Unless you see it next to other cars you don’t really get the sense of scale a T2000 brings. We’re used to thinking of three-wheelers as the size of Daihatsu Midgets, and yes, most pre-war 3-wheelers were nothing more than flatbeds bolted to the front halves of motorcycles. In fact, long before Cosmo Sports and RX-2s, the 1931 Mazdago pictured above was the company’s first motorized product of any sort.

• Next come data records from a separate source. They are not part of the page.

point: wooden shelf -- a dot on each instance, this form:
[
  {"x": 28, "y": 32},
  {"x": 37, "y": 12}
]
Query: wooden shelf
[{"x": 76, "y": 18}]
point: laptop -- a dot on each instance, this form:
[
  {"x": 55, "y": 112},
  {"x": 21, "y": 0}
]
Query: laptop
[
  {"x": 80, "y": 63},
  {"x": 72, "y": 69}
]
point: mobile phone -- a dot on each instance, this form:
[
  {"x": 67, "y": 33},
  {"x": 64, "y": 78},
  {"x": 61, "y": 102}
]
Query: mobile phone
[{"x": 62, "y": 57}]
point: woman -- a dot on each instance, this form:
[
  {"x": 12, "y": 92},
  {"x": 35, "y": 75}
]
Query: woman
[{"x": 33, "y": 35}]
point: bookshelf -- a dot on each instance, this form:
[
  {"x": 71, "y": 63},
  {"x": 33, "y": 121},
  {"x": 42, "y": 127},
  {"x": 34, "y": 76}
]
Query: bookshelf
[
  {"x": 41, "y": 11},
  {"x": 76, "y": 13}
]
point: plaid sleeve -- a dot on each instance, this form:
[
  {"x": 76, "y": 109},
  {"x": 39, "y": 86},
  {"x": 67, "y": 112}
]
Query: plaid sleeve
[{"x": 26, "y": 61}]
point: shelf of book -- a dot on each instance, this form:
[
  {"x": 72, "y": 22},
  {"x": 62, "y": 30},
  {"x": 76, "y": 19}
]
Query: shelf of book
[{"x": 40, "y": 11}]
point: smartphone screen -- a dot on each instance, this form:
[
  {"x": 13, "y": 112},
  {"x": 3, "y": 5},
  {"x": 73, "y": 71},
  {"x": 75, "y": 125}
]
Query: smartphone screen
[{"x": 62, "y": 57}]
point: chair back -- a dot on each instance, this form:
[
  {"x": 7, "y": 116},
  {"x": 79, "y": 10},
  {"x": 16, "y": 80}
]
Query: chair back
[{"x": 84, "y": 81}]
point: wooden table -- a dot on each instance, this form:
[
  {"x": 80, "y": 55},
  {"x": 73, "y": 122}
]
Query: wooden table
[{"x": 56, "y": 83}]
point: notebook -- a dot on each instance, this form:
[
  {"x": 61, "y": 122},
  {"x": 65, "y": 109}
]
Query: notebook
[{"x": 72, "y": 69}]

However, deliverymen soon got fed up with bugs in their teeth and exposure to the elements so manufacturers began styling full-cabin bodies. The Mitsubishi Leo is a good example. A single wheel out front made for a fantastic turning radius and the narrow streets of 1950s Tokyo buzzed with the constant activity of kei-sized trikes.
But not all three-wheelers are created equal. The T2000’s eBay auction says “rare Isetta microcar sized truck” but don’t believe that for a second. This thing is gargantuan. If you maxxed out the option list with the extended bed, it could measure up to 6.08 meters, or just a hair under 20 feet long. That’s a foot and a half beyond the rear bumper of a 2009 Chevy Suburban.
Here’s the Mata-Ne photo from JNC Issue 1. As you can see, an entire Mazda K360 can fit in the back, and that’s just the short bed version.
It’s not just long, but tall as well, a trait clearly seen when the T2000 is parked side-by-side with an Isuzu box truck. Imagine looking over the nose of that thing as you steered. Pets and small children were probably routinely maimed.
Mazda was by no means the only builder of these iron giants. Mad scientists at Mitsubishi, Daihatsu, Rogane, and Orient were all cranking out mega-trikes during the same period. If there’s demand, we’ll do articles on those too. Let us know in the comments.
But for now our fave is the Mazda T2000. It was the last of its breed, built from 1962 until 1974 (imagine it parked next to a Luce RX-4 of the same era). Besides, who couldn’t love that atomic robot face?